From the December 2012 issue

Martian shadows

February 2013: This Groundhog Day, remember that all shadows involve science — not rodents.
By | Published: December 21, 2012 | Last updated on May 18, 2023
bob_berman_2009
Get ready for the strangest of our national traditions.
 
Imagine if aliens arriving in the far future find a newspaper from our time and try to figure out Groundhog Day.
 
“Seems these humans held up a woodchuck at sunrise!” exclaims the first Vulcan. “If the animal saw its shadow, Earth’s storm systems grew. That’s what they believed.”

“And the length of winter revolved around the anxieties of a groundhog. He was apparently the nation’s spokes-rodent.”
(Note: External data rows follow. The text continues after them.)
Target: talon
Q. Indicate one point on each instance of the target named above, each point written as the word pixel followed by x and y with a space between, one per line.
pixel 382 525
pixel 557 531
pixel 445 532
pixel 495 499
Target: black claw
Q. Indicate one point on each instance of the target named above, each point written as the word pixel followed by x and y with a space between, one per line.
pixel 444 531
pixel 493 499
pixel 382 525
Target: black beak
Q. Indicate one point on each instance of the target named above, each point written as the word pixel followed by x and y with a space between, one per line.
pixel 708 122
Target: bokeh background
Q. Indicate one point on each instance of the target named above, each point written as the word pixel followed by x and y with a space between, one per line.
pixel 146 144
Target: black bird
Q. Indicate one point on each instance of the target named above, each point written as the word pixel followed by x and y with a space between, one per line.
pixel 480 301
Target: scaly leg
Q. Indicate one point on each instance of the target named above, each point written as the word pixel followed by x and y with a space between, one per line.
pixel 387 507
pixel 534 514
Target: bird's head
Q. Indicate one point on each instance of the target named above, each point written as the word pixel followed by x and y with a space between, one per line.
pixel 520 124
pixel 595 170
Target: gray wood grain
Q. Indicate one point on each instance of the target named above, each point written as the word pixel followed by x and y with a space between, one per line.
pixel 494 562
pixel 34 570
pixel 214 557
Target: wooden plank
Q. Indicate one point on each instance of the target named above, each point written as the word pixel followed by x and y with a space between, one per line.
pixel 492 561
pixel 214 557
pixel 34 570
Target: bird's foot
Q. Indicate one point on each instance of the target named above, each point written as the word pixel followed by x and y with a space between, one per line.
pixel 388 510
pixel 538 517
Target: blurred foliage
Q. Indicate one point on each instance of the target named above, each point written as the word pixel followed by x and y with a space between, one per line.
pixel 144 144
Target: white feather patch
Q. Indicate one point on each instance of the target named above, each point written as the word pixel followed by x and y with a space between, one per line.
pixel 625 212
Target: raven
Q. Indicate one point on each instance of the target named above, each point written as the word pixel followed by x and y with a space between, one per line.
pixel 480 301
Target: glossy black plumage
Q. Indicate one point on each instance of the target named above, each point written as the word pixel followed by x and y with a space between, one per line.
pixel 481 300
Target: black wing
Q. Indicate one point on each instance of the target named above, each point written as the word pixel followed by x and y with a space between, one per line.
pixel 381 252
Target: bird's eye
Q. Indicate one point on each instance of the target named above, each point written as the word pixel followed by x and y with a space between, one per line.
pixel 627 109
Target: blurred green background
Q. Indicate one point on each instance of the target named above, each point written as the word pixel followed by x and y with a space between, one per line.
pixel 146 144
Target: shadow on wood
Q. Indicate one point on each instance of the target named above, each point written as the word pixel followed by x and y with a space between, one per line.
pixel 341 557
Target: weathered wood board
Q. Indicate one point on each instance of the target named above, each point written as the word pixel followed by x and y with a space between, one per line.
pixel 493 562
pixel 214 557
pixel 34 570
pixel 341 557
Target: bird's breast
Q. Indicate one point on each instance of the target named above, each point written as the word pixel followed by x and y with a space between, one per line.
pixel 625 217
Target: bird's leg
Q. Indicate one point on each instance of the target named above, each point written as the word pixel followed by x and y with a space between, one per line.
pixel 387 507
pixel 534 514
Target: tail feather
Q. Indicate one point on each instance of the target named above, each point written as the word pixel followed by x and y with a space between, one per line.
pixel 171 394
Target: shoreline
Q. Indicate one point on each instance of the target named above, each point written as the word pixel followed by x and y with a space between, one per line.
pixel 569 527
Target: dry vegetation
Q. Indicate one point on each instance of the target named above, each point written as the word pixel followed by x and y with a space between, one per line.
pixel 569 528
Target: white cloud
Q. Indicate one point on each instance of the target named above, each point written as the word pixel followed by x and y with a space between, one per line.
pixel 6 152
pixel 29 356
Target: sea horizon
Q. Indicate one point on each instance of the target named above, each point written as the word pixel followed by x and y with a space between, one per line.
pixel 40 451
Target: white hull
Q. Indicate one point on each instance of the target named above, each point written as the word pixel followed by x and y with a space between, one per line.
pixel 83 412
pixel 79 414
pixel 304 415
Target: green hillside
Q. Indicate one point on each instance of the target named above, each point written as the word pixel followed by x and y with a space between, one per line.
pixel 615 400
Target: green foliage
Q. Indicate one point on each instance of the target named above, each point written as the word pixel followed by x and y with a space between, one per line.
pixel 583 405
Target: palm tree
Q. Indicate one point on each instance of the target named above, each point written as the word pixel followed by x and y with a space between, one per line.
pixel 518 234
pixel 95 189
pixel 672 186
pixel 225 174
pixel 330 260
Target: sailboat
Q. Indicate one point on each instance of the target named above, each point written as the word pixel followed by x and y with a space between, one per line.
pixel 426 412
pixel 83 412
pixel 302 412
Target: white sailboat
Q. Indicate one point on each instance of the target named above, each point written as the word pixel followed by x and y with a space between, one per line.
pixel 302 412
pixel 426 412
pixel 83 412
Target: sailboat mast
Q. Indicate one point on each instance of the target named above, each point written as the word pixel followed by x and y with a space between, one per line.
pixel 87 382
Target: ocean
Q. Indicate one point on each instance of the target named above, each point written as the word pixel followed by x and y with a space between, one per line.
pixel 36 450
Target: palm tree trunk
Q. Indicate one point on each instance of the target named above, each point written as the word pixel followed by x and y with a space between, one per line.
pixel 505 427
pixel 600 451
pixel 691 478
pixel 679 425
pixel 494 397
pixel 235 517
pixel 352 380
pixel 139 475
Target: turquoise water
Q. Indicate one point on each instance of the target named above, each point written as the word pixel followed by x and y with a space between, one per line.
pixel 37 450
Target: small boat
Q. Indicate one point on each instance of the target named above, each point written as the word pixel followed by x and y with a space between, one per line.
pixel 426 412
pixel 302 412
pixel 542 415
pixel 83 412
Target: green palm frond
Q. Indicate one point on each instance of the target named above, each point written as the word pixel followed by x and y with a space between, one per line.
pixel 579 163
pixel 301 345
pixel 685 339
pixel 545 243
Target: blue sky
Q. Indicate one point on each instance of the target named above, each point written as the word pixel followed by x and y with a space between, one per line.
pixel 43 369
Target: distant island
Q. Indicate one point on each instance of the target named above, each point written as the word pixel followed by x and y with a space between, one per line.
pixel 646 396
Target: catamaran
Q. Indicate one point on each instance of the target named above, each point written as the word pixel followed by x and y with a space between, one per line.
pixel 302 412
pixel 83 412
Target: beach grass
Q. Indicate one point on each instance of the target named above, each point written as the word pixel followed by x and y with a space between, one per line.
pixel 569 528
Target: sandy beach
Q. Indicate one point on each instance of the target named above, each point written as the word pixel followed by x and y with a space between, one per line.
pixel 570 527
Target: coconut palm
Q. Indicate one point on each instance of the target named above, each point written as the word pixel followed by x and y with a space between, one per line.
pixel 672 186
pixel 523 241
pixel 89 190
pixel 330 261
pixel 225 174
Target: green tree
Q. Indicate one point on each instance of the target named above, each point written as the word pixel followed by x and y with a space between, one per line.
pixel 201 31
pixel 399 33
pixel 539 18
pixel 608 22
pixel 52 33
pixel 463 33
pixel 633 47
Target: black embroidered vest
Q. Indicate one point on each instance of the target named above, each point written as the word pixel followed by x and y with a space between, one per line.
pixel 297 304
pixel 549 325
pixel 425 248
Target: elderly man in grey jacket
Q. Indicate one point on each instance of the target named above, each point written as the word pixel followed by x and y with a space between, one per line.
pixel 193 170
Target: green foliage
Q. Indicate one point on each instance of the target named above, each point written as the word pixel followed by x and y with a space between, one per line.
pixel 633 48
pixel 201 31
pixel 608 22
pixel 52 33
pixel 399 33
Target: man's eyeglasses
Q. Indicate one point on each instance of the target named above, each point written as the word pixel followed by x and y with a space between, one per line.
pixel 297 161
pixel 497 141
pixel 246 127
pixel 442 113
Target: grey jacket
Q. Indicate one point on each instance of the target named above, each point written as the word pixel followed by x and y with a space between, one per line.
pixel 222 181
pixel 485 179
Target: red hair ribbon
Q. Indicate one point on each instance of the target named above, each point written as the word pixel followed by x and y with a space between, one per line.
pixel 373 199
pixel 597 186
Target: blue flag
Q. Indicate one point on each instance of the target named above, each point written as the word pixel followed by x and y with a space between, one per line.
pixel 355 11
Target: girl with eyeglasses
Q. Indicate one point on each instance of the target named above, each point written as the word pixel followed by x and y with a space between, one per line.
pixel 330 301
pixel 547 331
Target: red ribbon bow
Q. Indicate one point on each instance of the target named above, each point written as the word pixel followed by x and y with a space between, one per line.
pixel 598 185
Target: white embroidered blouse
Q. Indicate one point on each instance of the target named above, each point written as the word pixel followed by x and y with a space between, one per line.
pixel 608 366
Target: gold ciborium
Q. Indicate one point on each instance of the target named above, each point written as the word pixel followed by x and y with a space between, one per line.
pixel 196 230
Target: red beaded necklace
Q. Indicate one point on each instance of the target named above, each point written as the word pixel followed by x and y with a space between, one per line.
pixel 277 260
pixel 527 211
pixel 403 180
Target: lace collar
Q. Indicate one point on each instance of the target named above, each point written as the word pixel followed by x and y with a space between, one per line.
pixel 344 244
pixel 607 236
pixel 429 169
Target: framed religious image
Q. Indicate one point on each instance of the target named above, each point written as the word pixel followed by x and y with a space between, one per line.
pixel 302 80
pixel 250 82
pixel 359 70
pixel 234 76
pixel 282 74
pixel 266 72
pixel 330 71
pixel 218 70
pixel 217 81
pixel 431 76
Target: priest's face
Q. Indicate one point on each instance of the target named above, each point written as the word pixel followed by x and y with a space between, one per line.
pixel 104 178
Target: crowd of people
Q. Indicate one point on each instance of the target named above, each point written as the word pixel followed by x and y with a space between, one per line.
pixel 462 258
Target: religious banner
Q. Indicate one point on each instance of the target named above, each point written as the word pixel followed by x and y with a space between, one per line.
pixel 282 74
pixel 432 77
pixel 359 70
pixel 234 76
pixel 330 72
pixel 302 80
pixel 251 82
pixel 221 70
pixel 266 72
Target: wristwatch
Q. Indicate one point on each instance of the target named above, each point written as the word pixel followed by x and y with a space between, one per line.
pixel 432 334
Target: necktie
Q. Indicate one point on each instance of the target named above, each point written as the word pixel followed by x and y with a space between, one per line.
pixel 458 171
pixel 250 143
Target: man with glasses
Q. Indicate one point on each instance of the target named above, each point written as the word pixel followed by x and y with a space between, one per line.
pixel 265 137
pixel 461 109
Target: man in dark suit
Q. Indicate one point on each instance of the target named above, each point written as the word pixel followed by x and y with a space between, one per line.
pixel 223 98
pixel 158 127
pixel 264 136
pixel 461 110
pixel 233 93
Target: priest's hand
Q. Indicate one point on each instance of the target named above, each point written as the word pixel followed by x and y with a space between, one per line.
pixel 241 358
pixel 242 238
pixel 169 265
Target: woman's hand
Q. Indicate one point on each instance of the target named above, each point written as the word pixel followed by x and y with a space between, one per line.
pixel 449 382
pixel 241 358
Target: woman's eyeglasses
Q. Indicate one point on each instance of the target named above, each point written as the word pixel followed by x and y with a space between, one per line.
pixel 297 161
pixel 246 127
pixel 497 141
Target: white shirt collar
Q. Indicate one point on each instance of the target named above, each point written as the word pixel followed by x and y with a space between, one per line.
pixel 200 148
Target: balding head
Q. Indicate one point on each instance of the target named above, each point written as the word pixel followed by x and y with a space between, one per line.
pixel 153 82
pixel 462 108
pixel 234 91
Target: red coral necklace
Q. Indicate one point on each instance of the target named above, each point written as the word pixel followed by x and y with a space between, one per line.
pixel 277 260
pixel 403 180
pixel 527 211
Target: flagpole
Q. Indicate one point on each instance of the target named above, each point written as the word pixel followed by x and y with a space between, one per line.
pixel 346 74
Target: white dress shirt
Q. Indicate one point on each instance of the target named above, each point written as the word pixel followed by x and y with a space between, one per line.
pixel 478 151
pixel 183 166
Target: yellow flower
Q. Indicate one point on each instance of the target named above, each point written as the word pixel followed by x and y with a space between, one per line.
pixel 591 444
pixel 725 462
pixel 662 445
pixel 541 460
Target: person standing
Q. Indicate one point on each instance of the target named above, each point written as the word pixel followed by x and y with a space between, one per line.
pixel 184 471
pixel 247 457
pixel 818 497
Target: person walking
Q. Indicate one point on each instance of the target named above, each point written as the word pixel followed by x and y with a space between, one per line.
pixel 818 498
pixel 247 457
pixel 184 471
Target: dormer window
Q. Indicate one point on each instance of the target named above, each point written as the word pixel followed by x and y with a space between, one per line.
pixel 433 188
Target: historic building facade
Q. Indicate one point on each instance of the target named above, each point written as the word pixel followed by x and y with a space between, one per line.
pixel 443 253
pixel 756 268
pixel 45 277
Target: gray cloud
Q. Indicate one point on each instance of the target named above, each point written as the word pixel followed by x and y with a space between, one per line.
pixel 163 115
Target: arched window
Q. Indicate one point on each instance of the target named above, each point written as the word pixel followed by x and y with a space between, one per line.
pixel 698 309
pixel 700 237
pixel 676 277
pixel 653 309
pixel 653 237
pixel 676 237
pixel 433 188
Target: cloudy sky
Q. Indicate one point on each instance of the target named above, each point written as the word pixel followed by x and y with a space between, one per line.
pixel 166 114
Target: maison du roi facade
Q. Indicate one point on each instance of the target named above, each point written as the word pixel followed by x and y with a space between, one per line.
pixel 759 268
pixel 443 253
“That’s still not the weirdest part. This ritual was held February 2. Don’t you see? That’s six weeks before the equinox, when spring begins in the Northern Hemisphere. So there had to be six more weeks of winter regardless of the shadow. Not to mention Pennsylvania’s cloud cover averages 69 percent in early February, rigging the dice for a shadowless outcome.”

Beyond the underfunded science of woodchuck neuroses, this brings up cool topics we missed when we last explored astro-shadows six years ago.

First off, February 2 is neither arbitrary nor unrelated to the cosmos. It is Candlemas, one of the year’s four “cross-quarter” days. Groundhog Day sits midway between the December solstice, when the Sun rises at its rightmost extreme, and the March equinox, when it’s due east.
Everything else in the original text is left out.